建て主の祖父母の代に建てられた築50年ほどの家と、その後増築された築40年ほどのアパートを改築し、夫婦ふたりと愛猫のための住まいをつくった。
古くなってしまった平屋は思い切って減築し、緑豊かな庭に。
2階建てのアパートだった部分を改修し、吹き抜けでつながる開放的な一体空間とした。
1階部分は玄関から続く土間と、その隣を寝室に。
2階部分はフローリングにし、LDKと個室を配した。
以前は出版社に勤めていた建て主は、多くの書籍を持つ。
そこで、2階をぐるりと囲むように本棚を造作。
本に囲まれた図書館のような空間になった。
改修を進めていくうちに現れた良い色の柱や力強い梁は残すなど、古い家が持つ味わいを活かした住まいが完成した。

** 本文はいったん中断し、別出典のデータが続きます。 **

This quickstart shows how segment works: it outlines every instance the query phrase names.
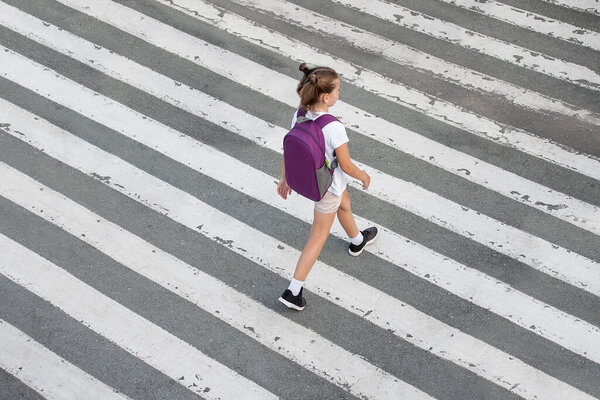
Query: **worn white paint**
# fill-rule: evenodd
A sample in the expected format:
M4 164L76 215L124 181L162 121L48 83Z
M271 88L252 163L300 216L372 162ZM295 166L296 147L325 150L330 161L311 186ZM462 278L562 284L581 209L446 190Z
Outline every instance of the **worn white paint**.
M4 254L1 254L0 264L3 263L3 257ZM21 263L19 260L13 267L18 267ZM2 319L0 368L45 399L129 399Z
M248 0L238 1L246 2ZM252 0L252 2L256 1L261 1L261 3L264 4L262 0ZM363 13L373 15L382 20L424 33L436 39L444 40L470 50L475 50L481 54L494 57L499 61L524 67L557 79L566 80L575 85L581 85L590 89L600 89L600 76L590 68L583 65L578 65L569 61L563 61L543 53L508 43L503 40L492 38L482 33L463 28L459 25L443 21L439 18L434 18L429 15L413 11L409 8L402 7L388 1L333 1L347 7L355 8ZM286 10L287 9L288 7L286 7ZM283 15L285 15L286 18L294 18L296 16L294 14L290 15L289 11ZM329 18L327 18L327 21L329 23L332 22L332 20ZM303 24L303 26L305 25ZM328 28L324 28L324 30L328 30ZM352 29L352 32L355 32L354 28ZM350 33L347 30L345 30L345 32L340 31L339 34L343 35L346 40L353 43L355 43L357 40L356 34L350 36ZM362 34L367 35L367 32L363 32ZM381 46L383 46L383 44L386 42L392 42L380 37L377 37L377 39L381 43ZM371 41L372 39L368 41L369 45L371 44ZM363 43L366 43L366 41ZM367 46L365 45L363 47L366 49ZM390 50L386 50L383 54L388 55L389 51ZM392 57L390 56L390 58Z
M186 12L192 15L194 18L201 19L202 21L214 25L219 29L225 30L233 35L236 35L237 37L243 40L252 42L257 46L265 47L271 51L275 51L286 57L291 57L298 62L303 62L304 60L311 60L311 62L314 64L335 65L337 70L343 72L343 78L345 80L350 81L356 84L357 86L363 87L367 90L373 91L373 82L377 82L378 79L386 79L385 77L381 77L380 75L375 74L372 71L369 71L368 69L366 69L366 71L369 72L369 74L365 77L361 77L362 68L357 69L357 66L354 66L351 63L331 56L323 50L315 49L299 40L287 37L271 29L261 27L255 22L249 21L229 11L222 11L217 7L208 4L202 0L160 1L162 1L165 5ZM408 53L412 54L411 52L414 51L415 50L410 49ZM434 62L435 58L434 60L432 60L431 56L425 57L428 61L427 63L425 63L425 65L431 68L431 63ZM420 55L417 57L413 54L410 57L410 60L418 60L421 58L422 57ZM445 73L448 73L448 71L464 70L464 68L462 67L446 65L447 63L443 62L442 60L435 60L435 62L437 62L438 65L445 65ZM440 62L442 64L439 64ZM436 73L440 72L437 71ZM372 77L376 77L377 79L374 80L372 79ZM600 116L592 113L591 111L581 109L580 107L575 107L561 100L550 98L548 96L537 93L531 89L522 88L508 82L503 82L491 76L474 74L469 78L465 78L462 84L468 88L475 88L477 90L488 91L491 93L501 95L508 99L510 102L520 107L543 113L552 112L568 115L571 117L578 118L586 123L600 126ZM389 85L397 85L397 83L390 81L390 83L388 83L388 86ZM414 96L417 93L420 93L414 89L409 89L409 91L412 93L412 96ZM381 95L379 91L375 92ZM440 101L439 99L436 99L433 96L429 96L424 93L420 94L430 97L430 103L434 101ZM412 104L412 96L388 99L391 101L399 102L400 104L406 107L414 108L415 105ZM421 109L418 110L421 111ZM423 110L423 112L428 113L430 111L425 109ZM461 110L461 112L466 112L466 110Z
M345 22L335 20L325 15L310 11L308 9L298 7L296 4L289 3L284 0L234 1L247 7L252 7L261 10L270 15L275 15L276 17L281 18L285 22L302 27L303 29L317 32L322 35L333 35L339 37L355 47L362 48L366 51L376 53L378 55L381 54L391 61L398 62L404 65L410 65L417 69L430 71L435 73L436 75L439 75L451 81L457 80L465 86L473 85L472 81L474 79L482 79L483 77L489 78L488 76L483 75L481 73L469 71L466 68L445 62L442 59L415 50L399 42L395 42L393 40L381 37L379 35L375 35L361 28L349 25ZM513 53L517 53L514 54L516 56L516 58L514 58L514 61L518 61L517 64L519 66L535 70L537 72L552 76L556 79L567 81L574 85L582 86L593 90L600 90L600 75L598 75L595 71L585 66L553 59L550 57L547 58L548 56L544 55L533 56L526 49L522 49L514 45L507 46L501 41L488 38L485 35L481 35L475 32L463 33L464 35L468 35L471 39L468 40L468 38L462 38L460 42L458 42L458 38L461 35L458 32L454 32L454 34L452 34L452 31L461 30L462 28L459 28L456 25L451 26L448 23L443 22L441 20L436 20L433 21L435 23L427 24L427 18L423 16L418 17L416 15L412 16L411 12L414 14L418 14L414 11L396 8L393 7L392 4L389 4L389 6L391 7L391 10L388 9L381 13L378 12L378 14L380 14L381 16L385 16L388 15L386 14L386 12L393 12L395 14L402 15L405 18L407 16L411 16L412 22L411 24L407 24L407 27L417 30L421 26L428 25L426 28L423 29L427 34L436 34L436 36L439 36L439 38L442 38L444 40L452 40L452 42L457 42L464 46L466 46L468 43L469 47L476 48L479 51L484 51L483 49L485 48L485 42L488 42L487 44L490 46L490 48L485 51L488 53L492 53L494 57L502 57L504 61L508 61L510 60L508 52L512 51ZM388 18L389 16L390 15L388 15ZM391 20L394 21L394 19ZM404 23L404 21L400 21L400 23ZM412 23L417 24L418 26L413 26ZM435 27L438 24L443 24L444 27L447 28L450 32L445 32L441 30L436 31ZM454 75L450 73L450 70L455 71Z
M250 41L257 46L268 48L269 50L280 53L286 57L291 57L296 61L302 62L304 60L311 60L314 64L335 65L336 69L342 73L344 80L348 82L369 90L387 100L401 104L409 109L422 112L432 118L464 129L478 136L491 140L500 140L506 145L548 160L552 160L551 154L558 150L556 146L548 145L548 143L551 143L548 140L535 138L534 142L537 141L537 145L535 145L535 143L529 143L532 138L528 132L492 121L434 96L406 87L399 82L392 81L387 77L374 73L368 68L362 68L348 63L298 40L288 38L287 36L270 29L262 28L252 21L248 21L228 11L222 11L201 0L161 1L163 1L165 5L174 7L190 14L194 18L215 25L243 40ZM402 52L403 55L408 53ZM443 65L444 73L449 73L448 71L465 71L465 68L463 67L445 65L443 60L436 60L425 53L420 56L409 55L407 57L411 61L423 59L423 64L425 66L433 67ZM441 72L438 71L438 73ZM534 111L569 115L579 118L586 123L600 126L600 116L591 111L541 95L530 89L499 81L491 76L473 73L472 76L463 79L461 85L471 89L474 88L499 94L509 99L515 105ZM528 135L530 137L527 137ZM563 153L564 150L561 148L558 152ZM567 165L568 164L565 164L563 166ZM573 166L574 164L571 165L571 167L567 166L567 168L573 168Z
M533 32L600 51L600 32L584 29L565 21L553 19L545 15L536 14L529 10L523 10L493 0L487 0L485 2L476 0L440 1L475 11Z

本に囲まれ、2匹の愛猫は1階と2階を自由に‟キャットウォーク”。
昔からの家の思い出を携えながら、建て主らしい心地良い暮らしを送っている。
玄関土間
1階部分は玄関から続く土間の床に。
土間の中心に階段がある。
土間から一段上がった板の間には水回りや納戸を配置。
土間と板の間の間には洗面ボウルを設けた。
正面にある小あがりの和室は夫婦の寝室。
土間から庭を見る
築50年の平屋を取り払った跡は庭となった。
シンボルツリーとしてヤナギを植え、その下には庭園がある。
土間から庭を見る
構造柱は残し、取り払っても耐震上問題のない壁は取り外して開放的な空間に。
柱に貫が入っていた部分の穴をモルタルで埋め、かつてそこに壁があったことが分かるようにしている。
1階板の間
土間から1段上がったところにある板の間にはオープン棚を造作し、ご主人の書籍などを収納している。
1階2階ともに壁に本棚を巡らせ、本に囲まれた生活を送っている。
1階水回り
廊下から水回りまでオープン棚が続く。
サニタリーではタオルや生活用品を収納している。
1階土間
階段と小あがりの間には、建て主の祖母が使っていた箪笥を置いている。
2階
2階をぐるりと囲むように、開口部にも無頓着に棚を巡らせた。
壁を取り払い柱のみ残しているので視線が広がり、開放感がある。
本棚
2階北側にも全面に広がる本棚。
図書館さながら、書籍は作家別、ジャンル別に分けて収納されている。
リビング・ダイニング
以前はアパートのキッチンと和室だった場所。
天井を取り外すと立派な梁が出てきたので、そのまま梁を現した。
壁面収納
LDKのコーナーには写真集やカメラ、CDなどのコレクションを収納。
オーディオ機器の高さに合わせて棚板をカットした。
キッチン
リビングダイニングとひと続きのキッチン。
書斎
2階の東側にある夫婦の書斎。
引き戸を閉じると個室になる。
外観
細い路地から、格子戸を空けて家に入る。
外観は以前とほとんど変わっておらず、壁には以前建っていた平屋の屋根の跡が富士山の形のように残っている。
かつての痕跡を残し、古い物を活かした住まいとなった。